United Nations Information Centre for India and Bhutan
- Abbreviation: UNIC for India and Bhutan
- Type: Information centre
- Legal status: Active
- Headquarters: New York
- Head: Director Darrin Farrant India Bhutan (2023 - present)
- Website: india.un.org/en

= United Nations Information Centre for India and Bhutan =

Outreach and communication centre

The United Nations Information Centre for India and Bhutan is based in New Delhi, India. It is one of 59 active United Nations Information Centres (UNICs) located worldwide.

These UNICs work globally under the direction of the Department of Global Communications (DGC) of the United Nations Secretariat. Their objective is to engage audiences in the work of the United Nations (UN) and promote its goals.
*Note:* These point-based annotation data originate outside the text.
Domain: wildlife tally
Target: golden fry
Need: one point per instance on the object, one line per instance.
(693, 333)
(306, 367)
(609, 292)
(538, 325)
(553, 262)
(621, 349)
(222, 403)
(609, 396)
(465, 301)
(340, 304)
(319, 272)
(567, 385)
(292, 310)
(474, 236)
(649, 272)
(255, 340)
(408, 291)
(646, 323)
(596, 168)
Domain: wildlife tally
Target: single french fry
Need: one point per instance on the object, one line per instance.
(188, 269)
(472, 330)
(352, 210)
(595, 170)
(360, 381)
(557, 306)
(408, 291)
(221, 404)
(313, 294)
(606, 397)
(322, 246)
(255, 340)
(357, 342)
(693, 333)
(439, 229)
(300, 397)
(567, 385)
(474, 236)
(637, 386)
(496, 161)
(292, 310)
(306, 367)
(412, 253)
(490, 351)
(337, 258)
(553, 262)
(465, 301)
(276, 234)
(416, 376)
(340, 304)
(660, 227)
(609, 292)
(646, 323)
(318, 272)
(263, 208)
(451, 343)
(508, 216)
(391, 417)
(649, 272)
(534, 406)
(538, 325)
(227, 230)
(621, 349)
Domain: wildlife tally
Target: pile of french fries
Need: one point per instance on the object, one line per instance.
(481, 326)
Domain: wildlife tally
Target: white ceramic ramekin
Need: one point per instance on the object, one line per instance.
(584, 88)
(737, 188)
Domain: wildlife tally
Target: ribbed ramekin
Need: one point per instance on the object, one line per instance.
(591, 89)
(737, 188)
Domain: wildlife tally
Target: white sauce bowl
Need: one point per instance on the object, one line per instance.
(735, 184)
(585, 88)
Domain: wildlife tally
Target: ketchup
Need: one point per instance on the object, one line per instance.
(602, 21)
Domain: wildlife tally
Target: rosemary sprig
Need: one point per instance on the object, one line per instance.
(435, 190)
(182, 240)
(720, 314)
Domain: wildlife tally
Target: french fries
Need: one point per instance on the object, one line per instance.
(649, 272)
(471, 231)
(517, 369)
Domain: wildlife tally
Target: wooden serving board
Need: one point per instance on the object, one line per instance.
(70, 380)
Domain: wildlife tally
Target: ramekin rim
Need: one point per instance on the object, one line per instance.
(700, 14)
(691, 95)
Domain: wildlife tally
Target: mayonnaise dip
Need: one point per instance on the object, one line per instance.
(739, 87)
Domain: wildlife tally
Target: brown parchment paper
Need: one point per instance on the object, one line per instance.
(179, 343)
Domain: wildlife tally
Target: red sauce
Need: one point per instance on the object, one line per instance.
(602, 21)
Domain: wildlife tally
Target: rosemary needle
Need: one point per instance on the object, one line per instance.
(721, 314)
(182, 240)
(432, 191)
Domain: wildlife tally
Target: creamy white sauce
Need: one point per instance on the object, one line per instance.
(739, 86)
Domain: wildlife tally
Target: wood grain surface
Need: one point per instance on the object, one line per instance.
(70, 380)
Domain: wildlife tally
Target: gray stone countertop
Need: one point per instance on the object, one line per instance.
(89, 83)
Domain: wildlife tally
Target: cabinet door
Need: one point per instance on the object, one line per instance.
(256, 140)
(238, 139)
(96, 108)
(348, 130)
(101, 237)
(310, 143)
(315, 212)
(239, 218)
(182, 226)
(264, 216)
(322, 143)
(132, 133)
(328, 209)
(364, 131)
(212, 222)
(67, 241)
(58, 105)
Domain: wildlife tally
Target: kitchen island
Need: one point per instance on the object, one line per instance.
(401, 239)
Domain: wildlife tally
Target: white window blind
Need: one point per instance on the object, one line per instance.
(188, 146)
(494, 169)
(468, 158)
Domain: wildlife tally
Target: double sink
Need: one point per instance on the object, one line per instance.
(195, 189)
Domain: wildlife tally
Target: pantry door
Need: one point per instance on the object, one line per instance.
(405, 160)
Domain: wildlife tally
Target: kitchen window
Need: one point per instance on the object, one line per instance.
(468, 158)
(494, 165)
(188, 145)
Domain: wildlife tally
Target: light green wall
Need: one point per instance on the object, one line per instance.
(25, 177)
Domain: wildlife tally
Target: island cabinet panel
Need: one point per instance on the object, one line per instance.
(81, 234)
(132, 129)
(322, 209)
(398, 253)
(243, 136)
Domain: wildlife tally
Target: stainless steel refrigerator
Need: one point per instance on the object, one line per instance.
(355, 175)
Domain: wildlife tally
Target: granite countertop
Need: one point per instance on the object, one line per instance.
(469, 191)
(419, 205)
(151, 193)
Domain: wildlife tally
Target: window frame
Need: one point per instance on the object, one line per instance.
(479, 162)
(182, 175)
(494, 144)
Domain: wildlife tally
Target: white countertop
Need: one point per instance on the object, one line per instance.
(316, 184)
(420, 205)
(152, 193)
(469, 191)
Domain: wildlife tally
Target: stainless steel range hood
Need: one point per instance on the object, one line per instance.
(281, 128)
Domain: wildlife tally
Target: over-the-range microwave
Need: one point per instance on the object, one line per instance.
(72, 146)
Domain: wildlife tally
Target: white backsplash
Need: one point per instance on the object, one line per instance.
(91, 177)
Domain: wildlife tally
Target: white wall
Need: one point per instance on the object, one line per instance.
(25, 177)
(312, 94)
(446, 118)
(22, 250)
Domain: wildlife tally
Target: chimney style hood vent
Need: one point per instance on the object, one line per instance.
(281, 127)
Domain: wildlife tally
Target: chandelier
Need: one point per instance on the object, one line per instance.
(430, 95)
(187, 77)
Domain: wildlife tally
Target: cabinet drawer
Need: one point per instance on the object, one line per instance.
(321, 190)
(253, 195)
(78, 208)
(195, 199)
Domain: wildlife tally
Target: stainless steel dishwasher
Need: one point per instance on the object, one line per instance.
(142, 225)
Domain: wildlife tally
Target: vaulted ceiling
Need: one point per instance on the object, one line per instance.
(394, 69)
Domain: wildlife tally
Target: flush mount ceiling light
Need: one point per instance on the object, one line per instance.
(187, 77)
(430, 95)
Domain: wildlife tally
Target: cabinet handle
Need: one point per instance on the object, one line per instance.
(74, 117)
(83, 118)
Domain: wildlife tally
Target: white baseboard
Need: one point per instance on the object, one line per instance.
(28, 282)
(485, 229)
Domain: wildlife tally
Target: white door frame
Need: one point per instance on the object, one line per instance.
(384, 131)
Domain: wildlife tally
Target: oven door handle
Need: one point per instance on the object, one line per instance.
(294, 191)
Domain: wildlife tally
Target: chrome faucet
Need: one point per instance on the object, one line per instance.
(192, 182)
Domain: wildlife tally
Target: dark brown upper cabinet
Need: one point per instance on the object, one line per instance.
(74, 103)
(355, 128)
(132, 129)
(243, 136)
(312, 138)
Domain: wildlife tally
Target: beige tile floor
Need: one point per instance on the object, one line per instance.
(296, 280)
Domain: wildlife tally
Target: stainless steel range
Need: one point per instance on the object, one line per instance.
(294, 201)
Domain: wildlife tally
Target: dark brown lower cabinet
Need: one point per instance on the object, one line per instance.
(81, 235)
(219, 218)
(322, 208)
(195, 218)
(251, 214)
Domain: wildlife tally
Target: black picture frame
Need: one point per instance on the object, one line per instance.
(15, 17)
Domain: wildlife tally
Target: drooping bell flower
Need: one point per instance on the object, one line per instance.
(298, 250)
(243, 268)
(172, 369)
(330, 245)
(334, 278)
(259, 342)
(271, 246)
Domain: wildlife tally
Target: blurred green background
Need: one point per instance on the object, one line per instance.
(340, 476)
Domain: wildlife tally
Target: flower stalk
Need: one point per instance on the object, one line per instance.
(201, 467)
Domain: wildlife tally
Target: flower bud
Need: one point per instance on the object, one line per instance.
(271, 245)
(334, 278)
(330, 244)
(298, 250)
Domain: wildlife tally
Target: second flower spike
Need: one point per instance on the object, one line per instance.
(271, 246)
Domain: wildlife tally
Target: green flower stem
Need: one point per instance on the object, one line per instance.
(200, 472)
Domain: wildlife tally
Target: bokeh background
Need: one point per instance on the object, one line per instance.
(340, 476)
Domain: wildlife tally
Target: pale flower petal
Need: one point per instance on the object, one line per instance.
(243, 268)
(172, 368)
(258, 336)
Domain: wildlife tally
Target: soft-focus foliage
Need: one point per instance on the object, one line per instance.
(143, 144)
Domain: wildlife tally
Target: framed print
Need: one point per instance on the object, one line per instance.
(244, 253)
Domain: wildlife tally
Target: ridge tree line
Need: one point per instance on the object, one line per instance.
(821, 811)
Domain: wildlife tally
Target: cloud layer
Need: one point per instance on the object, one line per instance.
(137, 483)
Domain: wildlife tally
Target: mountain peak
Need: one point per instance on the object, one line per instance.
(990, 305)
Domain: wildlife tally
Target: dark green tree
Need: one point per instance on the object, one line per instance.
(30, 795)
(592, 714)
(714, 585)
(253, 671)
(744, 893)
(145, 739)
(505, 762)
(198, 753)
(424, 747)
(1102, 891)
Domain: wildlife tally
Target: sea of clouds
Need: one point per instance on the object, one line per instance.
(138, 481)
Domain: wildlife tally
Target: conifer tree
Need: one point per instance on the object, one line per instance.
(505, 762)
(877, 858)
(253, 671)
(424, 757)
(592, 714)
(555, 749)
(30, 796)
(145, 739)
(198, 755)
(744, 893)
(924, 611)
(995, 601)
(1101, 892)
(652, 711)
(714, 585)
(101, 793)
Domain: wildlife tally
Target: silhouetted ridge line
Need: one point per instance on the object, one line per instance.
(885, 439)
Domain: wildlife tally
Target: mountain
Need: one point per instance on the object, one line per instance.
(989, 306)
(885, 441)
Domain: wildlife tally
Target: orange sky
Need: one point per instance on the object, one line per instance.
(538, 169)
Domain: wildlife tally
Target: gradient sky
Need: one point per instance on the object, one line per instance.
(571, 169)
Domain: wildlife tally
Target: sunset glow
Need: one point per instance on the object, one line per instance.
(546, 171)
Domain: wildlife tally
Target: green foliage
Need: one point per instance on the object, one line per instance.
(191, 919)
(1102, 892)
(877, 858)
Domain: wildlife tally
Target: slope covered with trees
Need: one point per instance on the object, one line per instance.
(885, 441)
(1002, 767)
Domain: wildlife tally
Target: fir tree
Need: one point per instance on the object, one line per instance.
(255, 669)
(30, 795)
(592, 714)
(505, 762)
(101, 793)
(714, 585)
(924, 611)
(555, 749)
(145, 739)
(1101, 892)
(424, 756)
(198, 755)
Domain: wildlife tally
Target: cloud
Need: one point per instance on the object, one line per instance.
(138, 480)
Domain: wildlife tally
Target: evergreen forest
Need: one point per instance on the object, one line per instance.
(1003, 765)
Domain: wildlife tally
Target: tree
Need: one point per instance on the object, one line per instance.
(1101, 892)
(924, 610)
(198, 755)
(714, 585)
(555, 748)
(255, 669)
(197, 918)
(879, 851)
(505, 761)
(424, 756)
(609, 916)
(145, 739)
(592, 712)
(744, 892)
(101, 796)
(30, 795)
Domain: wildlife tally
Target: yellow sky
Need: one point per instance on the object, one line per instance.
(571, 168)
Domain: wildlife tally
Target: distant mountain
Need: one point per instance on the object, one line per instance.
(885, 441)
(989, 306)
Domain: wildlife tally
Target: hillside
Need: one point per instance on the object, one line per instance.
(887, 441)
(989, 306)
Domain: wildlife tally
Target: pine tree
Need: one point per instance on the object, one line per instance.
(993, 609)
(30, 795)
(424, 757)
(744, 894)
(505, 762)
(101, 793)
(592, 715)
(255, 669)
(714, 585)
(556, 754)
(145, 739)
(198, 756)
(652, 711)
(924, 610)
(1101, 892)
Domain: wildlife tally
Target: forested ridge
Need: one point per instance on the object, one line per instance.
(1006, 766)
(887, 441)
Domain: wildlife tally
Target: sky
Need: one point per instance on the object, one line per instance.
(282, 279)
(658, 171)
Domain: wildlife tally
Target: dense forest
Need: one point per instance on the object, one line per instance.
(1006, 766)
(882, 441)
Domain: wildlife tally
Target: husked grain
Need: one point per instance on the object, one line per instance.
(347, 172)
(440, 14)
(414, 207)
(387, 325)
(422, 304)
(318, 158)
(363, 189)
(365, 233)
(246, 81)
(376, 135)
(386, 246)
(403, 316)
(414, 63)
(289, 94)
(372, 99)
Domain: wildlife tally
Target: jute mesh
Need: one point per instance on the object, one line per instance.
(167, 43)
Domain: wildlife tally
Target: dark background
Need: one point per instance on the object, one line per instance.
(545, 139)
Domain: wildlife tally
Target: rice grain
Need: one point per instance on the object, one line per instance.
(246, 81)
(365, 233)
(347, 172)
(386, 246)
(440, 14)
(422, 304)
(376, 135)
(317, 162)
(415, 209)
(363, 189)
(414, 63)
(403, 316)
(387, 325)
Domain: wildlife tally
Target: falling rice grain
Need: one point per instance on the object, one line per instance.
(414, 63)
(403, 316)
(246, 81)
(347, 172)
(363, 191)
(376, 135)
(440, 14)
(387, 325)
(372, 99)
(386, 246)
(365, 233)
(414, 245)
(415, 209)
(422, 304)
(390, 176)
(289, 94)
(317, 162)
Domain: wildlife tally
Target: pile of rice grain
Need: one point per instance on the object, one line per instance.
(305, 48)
The United Nations Information Centre for India and Bhutan, also known as UNIC New Delhi, was created in 1947. While it is headquartered in New Delhi, it provides information services to the public in both India and Bhutan.

==Scope==

UNIC New Delhi’s work covers an array of media, outreach and strategic communications activities. This includes creating and publishing original multimedia content, conducting media outreach, engaging with the government, universities, schools, civil society and the private sector, organizing and participating in public events, maintaining digital information resources and translating UN information materials into local languages.

==Activities==

The core objective of UNIC New Delhi is to bring the UN closer to the people. It does this through many activities, including:

- Creating original multimedia content about the work of the UN and publishing it on various platforms, including websites, videos, newsletters and social media
- Translating UN information materials into local languages
- Sharing UN information materials with key partners, including government, civil society, universities, schools, researchers and media houses
- Engaging in public speaking opportunities and media interviews
- Partnering government ministries, public institutions, embassies, universities, schools and civil society groups to celebrate international days with special events and activities
- Organizing workshops, seminars, webinars, training sessions and conferences on UN objectives, in partnership with government and/or civil society groups
- Staging social and cultural activities such as art competitions, musical performances, quizzes and other public events
- Maintaining digital resources that are accessible to the public
- Coordinating UN communications in India
- Helping India-based UN agencies develop and execute their communications strategies.

==UNIC Director==

Darrin Farrant has served as Director of the UN Information Centre for India and Bhutan since May 2023. Mr. Farrant, a national of Australia, has worked in communications or journalism for more than three decades, including over 20 years with the United Nations in New York, Khartoum and El Fasher, Sudan.

==Location==
The United Nations Information Centre for India and Bhutan is located at 55, Joseph Stein Lane, Lodhi Estate, New Delhi 110003, India.